According to an assignment writing service, a currency is bought and sold at different rates in exchange market operations. These rates are set by the money dealers. It is the local currency that helps the dealer to make possible these trades. There are two types of rate; buying and selling. The rate at which the dealer will buy the foreign currency is a buying rate. Furthermore, the rate at which the dealer will sell the currency is the selling rate. There will be a margin between buying and selling rates. This margin will allow the dealer to earn profit. There is always a different rate for a different exchange. For example, cash will exchange in the form of currency notes. Documentary form of exchange will take place in the form of traveller’s checks. So, this way exchange rate market works.

Purchasing Power Parity (P.P.P.):

If you want to determine the value of any product, P.P.P. will help you do that. This value is usually determined in two different ways. First, after adjusting the difference of prices and second, exchange rate. If the value of a book in England is £20 and in the U.S.A. it is $15, then it is not good to compare these different prices. If the exchange rate between these two countries is £2/1$, then you will know that book is expensive in England. It is one of the most important concepts to understand the exchange rate system. Furthermore, it includes two models of the equilibrium exchange rate. Let’s discuss those:

Balance of Payments Model:

This model helps the E.R.M to hold the foreign exchange rates at the equilibrium level. It is only possible if they produce a positive balance.
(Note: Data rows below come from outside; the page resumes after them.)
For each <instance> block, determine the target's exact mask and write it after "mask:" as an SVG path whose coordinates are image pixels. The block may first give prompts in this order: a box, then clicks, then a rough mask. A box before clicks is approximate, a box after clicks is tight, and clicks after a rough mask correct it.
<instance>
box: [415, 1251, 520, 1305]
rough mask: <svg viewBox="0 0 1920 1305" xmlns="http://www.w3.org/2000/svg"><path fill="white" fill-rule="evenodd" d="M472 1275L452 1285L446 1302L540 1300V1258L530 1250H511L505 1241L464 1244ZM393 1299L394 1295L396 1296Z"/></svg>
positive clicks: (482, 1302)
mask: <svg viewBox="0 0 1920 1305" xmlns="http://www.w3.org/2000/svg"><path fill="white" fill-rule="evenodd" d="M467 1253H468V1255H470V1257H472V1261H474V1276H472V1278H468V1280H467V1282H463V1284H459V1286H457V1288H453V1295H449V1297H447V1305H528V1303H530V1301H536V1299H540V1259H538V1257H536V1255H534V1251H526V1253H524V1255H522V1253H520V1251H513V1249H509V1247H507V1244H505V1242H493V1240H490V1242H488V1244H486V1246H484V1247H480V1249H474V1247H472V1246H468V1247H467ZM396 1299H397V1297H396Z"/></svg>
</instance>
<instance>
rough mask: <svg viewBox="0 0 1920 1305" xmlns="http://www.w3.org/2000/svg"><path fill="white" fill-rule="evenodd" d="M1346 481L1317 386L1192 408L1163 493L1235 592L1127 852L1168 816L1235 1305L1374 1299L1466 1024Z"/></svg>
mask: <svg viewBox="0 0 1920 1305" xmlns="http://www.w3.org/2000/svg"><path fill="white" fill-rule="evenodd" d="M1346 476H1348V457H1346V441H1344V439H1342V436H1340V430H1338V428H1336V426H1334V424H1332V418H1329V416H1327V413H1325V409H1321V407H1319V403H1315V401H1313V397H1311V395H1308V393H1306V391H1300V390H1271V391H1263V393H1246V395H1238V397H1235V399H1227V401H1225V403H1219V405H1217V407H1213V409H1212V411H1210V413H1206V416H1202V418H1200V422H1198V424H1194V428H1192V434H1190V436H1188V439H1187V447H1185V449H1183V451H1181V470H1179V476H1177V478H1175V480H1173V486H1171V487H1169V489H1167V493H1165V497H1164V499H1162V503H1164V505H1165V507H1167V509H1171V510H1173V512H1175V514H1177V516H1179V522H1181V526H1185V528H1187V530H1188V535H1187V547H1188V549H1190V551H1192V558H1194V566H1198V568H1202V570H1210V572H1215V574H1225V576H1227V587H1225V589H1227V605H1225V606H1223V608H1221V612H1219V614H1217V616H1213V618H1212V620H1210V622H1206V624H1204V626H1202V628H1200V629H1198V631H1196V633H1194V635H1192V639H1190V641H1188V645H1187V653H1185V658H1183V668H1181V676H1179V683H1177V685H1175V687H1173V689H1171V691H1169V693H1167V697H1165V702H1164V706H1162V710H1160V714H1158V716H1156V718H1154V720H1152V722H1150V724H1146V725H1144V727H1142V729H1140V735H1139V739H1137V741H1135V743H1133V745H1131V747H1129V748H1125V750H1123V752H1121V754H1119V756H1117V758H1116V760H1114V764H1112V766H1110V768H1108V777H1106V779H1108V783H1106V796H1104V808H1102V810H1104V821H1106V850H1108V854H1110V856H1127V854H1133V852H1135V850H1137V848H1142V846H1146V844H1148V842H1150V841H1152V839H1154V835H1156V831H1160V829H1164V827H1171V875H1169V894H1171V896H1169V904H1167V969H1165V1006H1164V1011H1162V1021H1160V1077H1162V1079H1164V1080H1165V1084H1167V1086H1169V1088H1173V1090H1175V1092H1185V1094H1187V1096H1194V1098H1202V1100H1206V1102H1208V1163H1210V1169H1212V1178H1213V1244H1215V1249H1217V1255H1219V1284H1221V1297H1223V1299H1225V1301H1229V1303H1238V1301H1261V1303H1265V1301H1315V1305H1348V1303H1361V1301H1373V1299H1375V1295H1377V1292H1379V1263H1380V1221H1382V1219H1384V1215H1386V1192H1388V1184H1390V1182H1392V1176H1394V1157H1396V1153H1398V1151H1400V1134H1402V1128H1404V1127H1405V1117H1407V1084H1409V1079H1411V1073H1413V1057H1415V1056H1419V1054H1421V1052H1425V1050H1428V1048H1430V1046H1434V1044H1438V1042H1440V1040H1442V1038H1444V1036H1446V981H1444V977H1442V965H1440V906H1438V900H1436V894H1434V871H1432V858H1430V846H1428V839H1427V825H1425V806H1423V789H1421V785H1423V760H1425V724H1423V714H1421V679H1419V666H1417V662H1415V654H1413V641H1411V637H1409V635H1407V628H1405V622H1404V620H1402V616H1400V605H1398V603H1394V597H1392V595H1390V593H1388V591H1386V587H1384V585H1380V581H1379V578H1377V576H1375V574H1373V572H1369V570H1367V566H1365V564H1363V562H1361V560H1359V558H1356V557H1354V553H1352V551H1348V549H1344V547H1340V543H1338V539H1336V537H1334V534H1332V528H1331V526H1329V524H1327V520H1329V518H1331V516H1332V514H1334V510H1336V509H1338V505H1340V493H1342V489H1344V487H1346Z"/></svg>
A country is likely to experience reduced foreign reserves if its current trade balance is in deficit. When reserves start getting lower, it decreases the home currency’s value. As a result of this, its exports will become more affordable in foreign markets. At the same time, imports are likely to become more expensive than earlier. After some time, imports will decline, and exports will rise. It will help the country to stabilize the trade balance. As a result of this, it will help the currency to come to an equilibrium level.

Asset Market Model:

Like P.P.P., tangible goods and services are the main focus of this particular model. This model will completely overshadow the role of capital. The transactions amounts are transferred to the capital account. It will go as a balance of payments that will decrease the current account deficit. If there is an increase in the capital flow, then it will give rise to this particular model.
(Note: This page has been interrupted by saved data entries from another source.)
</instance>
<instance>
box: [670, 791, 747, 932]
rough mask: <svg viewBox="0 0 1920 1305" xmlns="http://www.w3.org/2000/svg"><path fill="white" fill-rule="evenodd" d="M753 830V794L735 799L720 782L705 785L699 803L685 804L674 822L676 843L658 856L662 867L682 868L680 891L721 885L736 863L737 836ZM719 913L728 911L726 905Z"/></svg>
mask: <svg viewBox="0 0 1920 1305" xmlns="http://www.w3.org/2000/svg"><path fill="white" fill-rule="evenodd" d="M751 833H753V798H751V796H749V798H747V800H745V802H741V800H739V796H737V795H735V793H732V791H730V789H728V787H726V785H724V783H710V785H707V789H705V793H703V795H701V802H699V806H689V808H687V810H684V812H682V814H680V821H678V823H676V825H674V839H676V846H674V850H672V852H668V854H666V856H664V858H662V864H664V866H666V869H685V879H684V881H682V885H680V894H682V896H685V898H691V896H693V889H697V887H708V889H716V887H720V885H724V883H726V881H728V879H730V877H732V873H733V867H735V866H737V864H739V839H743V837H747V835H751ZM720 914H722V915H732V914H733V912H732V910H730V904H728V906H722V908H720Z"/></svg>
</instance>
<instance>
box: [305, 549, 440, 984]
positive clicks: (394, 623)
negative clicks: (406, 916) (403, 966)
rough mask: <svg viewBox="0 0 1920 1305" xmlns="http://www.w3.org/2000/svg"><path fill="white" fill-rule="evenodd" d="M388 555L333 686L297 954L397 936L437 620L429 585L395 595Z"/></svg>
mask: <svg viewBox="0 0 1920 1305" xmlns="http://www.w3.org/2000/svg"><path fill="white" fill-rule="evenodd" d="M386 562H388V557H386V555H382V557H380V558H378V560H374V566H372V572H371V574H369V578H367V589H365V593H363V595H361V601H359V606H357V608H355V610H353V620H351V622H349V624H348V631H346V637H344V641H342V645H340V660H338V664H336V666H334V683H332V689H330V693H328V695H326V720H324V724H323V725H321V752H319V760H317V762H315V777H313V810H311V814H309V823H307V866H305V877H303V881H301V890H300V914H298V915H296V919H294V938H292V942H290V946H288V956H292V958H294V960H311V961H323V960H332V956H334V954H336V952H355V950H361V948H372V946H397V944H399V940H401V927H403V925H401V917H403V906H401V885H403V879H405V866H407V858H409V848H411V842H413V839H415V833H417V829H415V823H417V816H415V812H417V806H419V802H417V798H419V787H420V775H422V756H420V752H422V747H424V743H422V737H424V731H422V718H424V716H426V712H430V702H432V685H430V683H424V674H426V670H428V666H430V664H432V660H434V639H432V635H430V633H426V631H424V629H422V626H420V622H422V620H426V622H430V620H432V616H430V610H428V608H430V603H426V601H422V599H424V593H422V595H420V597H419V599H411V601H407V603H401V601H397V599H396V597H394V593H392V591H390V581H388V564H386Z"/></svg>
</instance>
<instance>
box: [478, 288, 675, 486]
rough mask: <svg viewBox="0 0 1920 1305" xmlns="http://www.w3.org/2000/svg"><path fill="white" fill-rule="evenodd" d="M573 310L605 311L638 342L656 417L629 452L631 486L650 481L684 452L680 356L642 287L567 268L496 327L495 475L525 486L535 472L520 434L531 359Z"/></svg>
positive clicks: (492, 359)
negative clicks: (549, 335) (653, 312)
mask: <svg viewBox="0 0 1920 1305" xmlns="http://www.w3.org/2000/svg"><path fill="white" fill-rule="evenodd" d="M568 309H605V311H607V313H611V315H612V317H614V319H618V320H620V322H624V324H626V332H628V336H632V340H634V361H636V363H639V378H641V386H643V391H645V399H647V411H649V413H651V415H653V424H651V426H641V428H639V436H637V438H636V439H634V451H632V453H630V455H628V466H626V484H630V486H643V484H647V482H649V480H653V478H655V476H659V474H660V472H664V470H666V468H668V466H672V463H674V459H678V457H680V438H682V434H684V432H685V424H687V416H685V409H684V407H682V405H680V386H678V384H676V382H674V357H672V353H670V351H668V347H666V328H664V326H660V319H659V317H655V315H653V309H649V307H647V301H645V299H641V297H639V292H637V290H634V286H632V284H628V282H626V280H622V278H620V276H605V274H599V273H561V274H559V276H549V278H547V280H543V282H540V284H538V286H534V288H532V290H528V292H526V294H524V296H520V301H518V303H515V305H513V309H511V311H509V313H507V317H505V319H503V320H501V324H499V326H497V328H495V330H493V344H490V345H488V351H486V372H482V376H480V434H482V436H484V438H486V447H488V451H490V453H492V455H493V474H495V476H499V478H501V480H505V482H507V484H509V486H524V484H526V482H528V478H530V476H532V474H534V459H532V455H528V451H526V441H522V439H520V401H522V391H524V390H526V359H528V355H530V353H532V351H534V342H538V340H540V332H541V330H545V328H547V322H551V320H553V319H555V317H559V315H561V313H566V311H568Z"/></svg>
Real versus Nominal Rates:

Real exchange rates is set in a way that presents nominal exchange rates. These rates are set for differences in price levels.

Real Exchange Rate:

It presents the nominal exchange rate along with price ratios of the products in the trading countries.

Nominal Exchange Rate:

It is the rate that helps the domestic currency to receive the foreign currency.

Calculating Exchange Rates:

Suppose we have dollar and pound as two different currencies. According to exchange rate, 2$ can buy 1£. The nominal exchange rate, in this case, is $/£ 2. It means 2$ can buy 1£. In another way, this exchange can be expressed as £/$ 0.5.
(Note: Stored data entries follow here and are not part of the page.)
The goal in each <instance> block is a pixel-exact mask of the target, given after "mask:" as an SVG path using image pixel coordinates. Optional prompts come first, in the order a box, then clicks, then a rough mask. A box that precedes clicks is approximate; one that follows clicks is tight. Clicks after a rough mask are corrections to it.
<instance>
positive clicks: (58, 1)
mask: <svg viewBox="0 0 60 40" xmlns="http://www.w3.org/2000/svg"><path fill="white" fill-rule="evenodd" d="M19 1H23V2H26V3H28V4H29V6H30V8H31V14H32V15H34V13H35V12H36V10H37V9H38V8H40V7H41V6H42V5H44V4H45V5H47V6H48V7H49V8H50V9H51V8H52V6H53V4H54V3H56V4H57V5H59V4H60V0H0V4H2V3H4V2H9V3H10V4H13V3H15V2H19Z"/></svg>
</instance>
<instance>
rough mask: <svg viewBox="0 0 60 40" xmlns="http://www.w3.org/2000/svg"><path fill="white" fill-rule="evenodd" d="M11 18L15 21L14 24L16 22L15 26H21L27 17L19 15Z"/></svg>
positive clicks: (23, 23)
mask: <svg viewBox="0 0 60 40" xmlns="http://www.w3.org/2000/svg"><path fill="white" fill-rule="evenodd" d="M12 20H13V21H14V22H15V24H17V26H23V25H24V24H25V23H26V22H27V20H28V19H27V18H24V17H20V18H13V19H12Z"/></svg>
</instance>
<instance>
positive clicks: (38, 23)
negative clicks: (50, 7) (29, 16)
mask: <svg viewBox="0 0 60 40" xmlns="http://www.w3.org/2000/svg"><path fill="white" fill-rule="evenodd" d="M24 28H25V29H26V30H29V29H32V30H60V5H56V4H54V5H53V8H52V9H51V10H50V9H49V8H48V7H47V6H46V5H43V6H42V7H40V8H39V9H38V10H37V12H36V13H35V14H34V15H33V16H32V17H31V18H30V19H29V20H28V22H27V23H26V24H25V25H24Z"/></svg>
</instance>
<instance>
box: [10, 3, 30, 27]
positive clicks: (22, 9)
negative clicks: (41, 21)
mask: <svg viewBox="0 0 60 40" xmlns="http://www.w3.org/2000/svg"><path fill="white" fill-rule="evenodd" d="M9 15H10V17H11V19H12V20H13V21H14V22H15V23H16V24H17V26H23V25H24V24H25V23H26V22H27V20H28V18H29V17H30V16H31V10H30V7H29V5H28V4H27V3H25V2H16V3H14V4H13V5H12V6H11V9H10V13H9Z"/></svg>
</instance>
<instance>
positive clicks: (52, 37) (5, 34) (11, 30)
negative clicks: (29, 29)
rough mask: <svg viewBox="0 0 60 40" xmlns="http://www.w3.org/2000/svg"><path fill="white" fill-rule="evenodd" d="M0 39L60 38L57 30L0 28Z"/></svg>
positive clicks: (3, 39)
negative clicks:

Exchange Rate Policy Choices:

It is the key responsibility of the government to consider its economic position. I will also help the country to determine the trade balance. Apart from this, they should make a good policy while selecting an exchange rate regime. A country has a free choice to choose either of these. If a country adopts first regime, it cannot use monetary policies with a free hand. But, the floating exchange rate helps the country to increase foreign reserves.


The exchange rate is set between two countries that are trade partners. This rate decides that how much a currency can be exchanged for another currency. Fixed exchange rate and floating exchange rate are two types of this system. A floating exchange rate helps the country to increase its foreign reserves. In contrast, a fixed change rate restricts the country to excise its monetary policy with a free hand. Apart from this, there is an economic concept of purchasing power parity. It helps the country to maintain foreign reserves and the balance of payments.